Sebbene egli abbia per così lungo tempo tenuto un luogo eminente a
corte, la fama che ancora oggi circonda il suo nome è dovuta alle sue
qualità di poeta, non a quelle di cortigiano e governatore. Lo Strozzi,
cresciuto nel clima umanistico suscitato alla corte estense dagli sforzi
concordi di un grande erudito e di un principe geniale, Guarino da
Verona e Leonello d'Este, si dedicò subito alla poesia latina, nella
quale trattò l'egloga, l'elegia, l'epigramma, il carme encomiastico, il
sermone, perfino il poema epico: ci resta infatti il frammento di una
sua Borsiade,
che avrebbe dovuto celebrare le glorie di Borso. Ma nell'imboccare la
tromba epica lo Str. si mostrava impacciato e pesante; sono invece
squisite di eleganza le elegie, nelle quali molto spesso rivela un
sentimento profondo, sia che si lamenti dei dolori cagionatigli dalle
infedeltà di Anzia, sia che pianga con delicatissimi accenti la morte di
Filliroe, sia che vagheggi nella culla il primo risvegliarsi alla vita
dell'erede. Assai prossima al vero dunque la definizione del Carducci:
"il più bel verseggiatore del rinnovato latino" prima del Poliziano e
del Pontano.
Egloga: Componimento poetico ispirato alla visione idealizzata della vita operosa in mezzo ai campi e ai boschi o in riva al mare.
Elegia: è un genere lirico classico (greco-latino) e moderno, caratterizzato da toni malinconici, amorosi o di lamento,
spesso scritto in distici elegiaci. Nata come canto d'occasione con
aulos, si evolve nell'elegia romana (Tibullo, Properzio, Ovidio) come
espressione soggettiva di amore-sofferenza.
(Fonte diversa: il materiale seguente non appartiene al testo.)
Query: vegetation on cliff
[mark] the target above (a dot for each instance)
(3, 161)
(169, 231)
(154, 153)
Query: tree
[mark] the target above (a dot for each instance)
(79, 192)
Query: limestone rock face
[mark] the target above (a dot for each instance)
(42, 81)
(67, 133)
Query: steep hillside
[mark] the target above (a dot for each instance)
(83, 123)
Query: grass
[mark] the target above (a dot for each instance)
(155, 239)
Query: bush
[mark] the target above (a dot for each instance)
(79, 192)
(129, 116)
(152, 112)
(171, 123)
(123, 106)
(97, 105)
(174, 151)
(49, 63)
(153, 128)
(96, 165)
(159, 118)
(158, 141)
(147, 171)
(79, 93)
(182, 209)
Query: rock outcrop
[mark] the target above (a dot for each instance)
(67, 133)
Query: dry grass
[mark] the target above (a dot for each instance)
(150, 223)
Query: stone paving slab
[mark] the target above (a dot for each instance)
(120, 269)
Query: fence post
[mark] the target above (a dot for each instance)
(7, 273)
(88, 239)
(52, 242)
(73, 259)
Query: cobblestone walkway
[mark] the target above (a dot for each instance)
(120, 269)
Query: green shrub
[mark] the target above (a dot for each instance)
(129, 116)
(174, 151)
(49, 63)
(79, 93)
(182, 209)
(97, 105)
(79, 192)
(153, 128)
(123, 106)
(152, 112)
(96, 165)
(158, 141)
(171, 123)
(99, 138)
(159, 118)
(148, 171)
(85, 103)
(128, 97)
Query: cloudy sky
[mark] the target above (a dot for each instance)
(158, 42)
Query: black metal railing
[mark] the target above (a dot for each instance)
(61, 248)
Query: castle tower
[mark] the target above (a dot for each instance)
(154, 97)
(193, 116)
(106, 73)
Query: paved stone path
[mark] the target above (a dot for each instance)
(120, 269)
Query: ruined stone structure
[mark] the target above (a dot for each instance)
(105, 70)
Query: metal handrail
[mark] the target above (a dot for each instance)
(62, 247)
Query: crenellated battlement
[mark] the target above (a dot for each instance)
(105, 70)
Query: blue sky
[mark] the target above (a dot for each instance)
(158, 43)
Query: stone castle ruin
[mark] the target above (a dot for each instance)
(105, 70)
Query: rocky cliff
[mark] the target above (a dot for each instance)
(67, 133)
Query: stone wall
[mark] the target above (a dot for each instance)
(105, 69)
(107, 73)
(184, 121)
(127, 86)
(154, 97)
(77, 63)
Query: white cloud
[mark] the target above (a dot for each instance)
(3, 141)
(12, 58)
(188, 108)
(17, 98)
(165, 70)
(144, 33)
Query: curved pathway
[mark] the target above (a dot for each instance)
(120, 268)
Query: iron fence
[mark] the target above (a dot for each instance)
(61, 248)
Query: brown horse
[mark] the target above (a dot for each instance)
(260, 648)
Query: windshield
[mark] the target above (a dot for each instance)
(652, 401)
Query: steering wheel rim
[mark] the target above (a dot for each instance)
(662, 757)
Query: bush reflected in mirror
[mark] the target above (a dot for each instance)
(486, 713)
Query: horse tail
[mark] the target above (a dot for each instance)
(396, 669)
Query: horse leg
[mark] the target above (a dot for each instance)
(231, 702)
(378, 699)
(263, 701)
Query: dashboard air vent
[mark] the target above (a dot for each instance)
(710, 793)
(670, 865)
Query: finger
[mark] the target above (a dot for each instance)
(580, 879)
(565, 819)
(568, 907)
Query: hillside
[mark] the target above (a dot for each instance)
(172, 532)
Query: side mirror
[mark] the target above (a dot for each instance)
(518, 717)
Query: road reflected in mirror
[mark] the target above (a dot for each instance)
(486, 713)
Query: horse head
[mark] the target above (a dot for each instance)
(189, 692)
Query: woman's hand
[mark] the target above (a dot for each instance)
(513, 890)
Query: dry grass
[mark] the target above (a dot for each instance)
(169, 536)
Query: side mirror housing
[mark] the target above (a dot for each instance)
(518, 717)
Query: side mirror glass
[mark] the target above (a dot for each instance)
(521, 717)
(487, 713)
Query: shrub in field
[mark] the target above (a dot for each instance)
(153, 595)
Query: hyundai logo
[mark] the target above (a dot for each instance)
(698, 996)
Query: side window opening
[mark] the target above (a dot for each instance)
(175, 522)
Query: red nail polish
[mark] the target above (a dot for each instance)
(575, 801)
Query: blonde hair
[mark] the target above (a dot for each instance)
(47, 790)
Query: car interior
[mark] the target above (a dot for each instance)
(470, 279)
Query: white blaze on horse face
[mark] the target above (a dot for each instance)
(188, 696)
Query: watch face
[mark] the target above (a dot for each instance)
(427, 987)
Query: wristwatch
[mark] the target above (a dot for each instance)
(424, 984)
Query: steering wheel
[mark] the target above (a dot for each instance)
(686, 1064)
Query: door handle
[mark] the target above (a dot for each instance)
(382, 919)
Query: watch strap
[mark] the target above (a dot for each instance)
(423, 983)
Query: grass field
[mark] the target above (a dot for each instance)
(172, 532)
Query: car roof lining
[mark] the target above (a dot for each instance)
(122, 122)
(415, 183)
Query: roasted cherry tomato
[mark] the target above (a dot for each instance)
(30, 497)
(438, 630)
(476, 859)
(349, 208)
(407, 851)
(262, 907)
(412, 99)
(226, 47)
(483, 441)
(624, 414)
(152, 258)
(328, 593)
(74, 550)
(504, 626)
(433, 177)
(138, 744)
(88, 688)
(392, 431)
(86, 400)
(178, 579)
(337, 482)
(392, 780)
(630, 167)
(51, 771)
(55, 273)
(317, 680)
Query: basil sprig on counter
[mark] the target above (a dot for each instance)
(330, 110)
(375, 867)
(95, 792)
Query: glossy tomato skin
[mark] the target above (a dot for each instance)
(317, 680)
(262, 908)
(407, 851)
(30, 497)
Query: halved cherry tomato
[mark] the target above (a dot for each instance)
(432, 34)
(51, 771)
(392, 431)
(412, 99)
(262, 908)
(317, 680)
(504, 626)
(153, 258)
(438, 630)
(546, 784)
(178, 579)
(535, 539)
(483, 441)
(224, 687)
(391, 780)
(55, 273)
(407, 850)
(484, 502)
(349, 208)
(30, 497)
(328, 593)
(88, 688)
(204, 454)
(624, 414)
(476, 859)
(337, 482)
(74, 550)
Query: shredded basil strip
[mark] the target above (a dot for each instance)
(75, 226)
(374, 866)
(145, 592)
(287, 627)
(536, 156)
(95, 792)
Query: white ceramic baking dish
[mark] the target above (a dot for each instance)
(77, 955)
Sinonimi comuni sono malinconico, mesto, triste o, in senso figurato, lamento.
Epigramma: Breve componimento diretto a fissare, per lo più
in modo ironico o satirico, l’interpretazione personale di un fatto: gli
epigrammi di Callimaco, di Marziale, dell’Alfieri.
Carmen encomiastico: il Carmen saeculare di Orazio è il più celebre esempio di carmen encomiastico (inno di lode)
dell'antica Roma. Composto nel 17 a.C. per celebrare la grandezza di
Roma e il principato di Augusto, l'inno di 19 strofe saffiche invoca
Apollo e Diana per proteggere la città e garantire prosperità.
Sermone: Il sermone è undiscorso
solenne, solitamente di natura religiosa (predica o omelia), incentrato
sull'esposizione di passi scritturali o su temi morali, tipico delle
celebrazioni cristiane. In senso esteso, indica un lungo ammonimento, una paternale o un discorso noioso e moraleggiante.